Question

What in silico PCR commandline tool do you use that can handle IUPAC characters?

1

Entering edit mode

24 months ago

O.rka ▴ 740

I'm looking for a command-line tool (preferably conda or pip installable) that can pull out amplicons from a query fasta based on a forward and reverse primer. I've found isPcr but it can't handle my IUPAC primers that have non-ATCG characters.

Does anyone know of a modern tool that can be used for this task?

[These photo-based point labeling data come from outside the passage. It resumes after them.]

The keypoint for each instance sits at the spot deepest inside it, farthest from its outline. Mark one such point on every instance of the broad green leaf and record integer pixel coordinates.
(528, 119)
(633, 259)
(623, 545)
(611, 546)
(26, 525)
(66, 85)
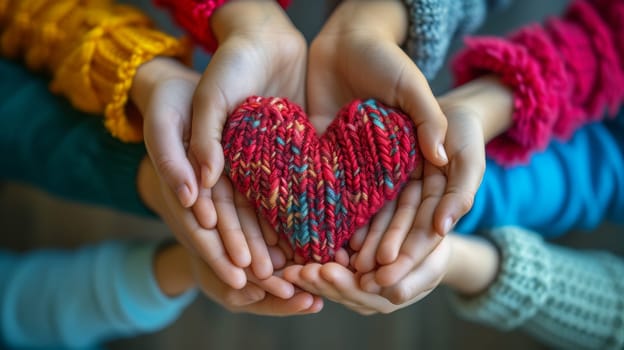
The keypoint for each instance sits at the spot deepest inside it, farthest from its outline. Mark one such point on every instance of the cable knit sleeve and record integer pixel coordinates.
(92, 48)
(565, 298)
(564, 73)
(434, 23)
(194, 17)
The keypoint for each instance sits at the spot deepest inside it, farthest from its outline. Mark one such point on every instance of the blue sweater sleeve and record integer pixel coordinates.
(83, 297)
(45, 142)
(572, 185)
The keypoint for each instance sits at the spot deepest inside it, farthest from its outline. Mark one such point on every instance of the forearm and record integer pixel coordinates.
(486, 98)
(113, 293)
(473, 264)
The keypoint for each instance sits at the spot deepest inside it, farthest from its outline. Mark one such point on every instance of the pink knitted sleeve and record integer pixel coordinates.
(194, 17)
(563, 73)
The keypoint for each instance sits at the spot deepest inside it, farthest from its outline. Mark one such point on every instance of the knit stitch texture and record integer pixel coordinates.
(317, 191)
(92, 49)
(434, 23)
(565, 298)
(563, 74)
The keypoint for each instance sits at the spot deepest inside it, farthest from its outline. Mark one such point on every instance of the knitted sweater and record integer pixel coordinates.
(571, 185)
(565, 298)
(433, 24)
(564, 73)
(111, 288)
(92, 49)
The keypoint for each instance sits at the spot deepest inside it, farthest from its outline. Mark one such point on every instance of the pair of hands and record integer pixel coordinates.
(356, 55)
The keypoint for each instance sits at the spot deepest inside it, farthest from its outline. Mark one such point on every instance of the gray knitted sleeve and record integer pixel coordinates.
(565, 298)
(434, 23)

pcr amplicon primer • 2.0k views

ADD COMMENT • link updated 8 months ago by Ram 44k • written 24 months ago by O.rka ▴ 740

score 2 · Answer 1 · 2022-12-20

2

Entering edit mode

24 months ago

Matthias Zepper 5.0k

Never used it with IUPAC bases, but according to the help text seqkit amplicon should allow for degenerate bases.

ADD COMMENT • link 24 months ago by Matthias Zepper 5.0k

1

Entering edit mode

Nice, seqkit always comes through! Weird, I'm trying to run the universal primers from this study: https://pubmed.ncbi.nlm.nih.gov/30824940/ with a basic yeast strain (https://www.ncbi.nlm.nih.gov/assembly/GCF_000146045.2) and its not working.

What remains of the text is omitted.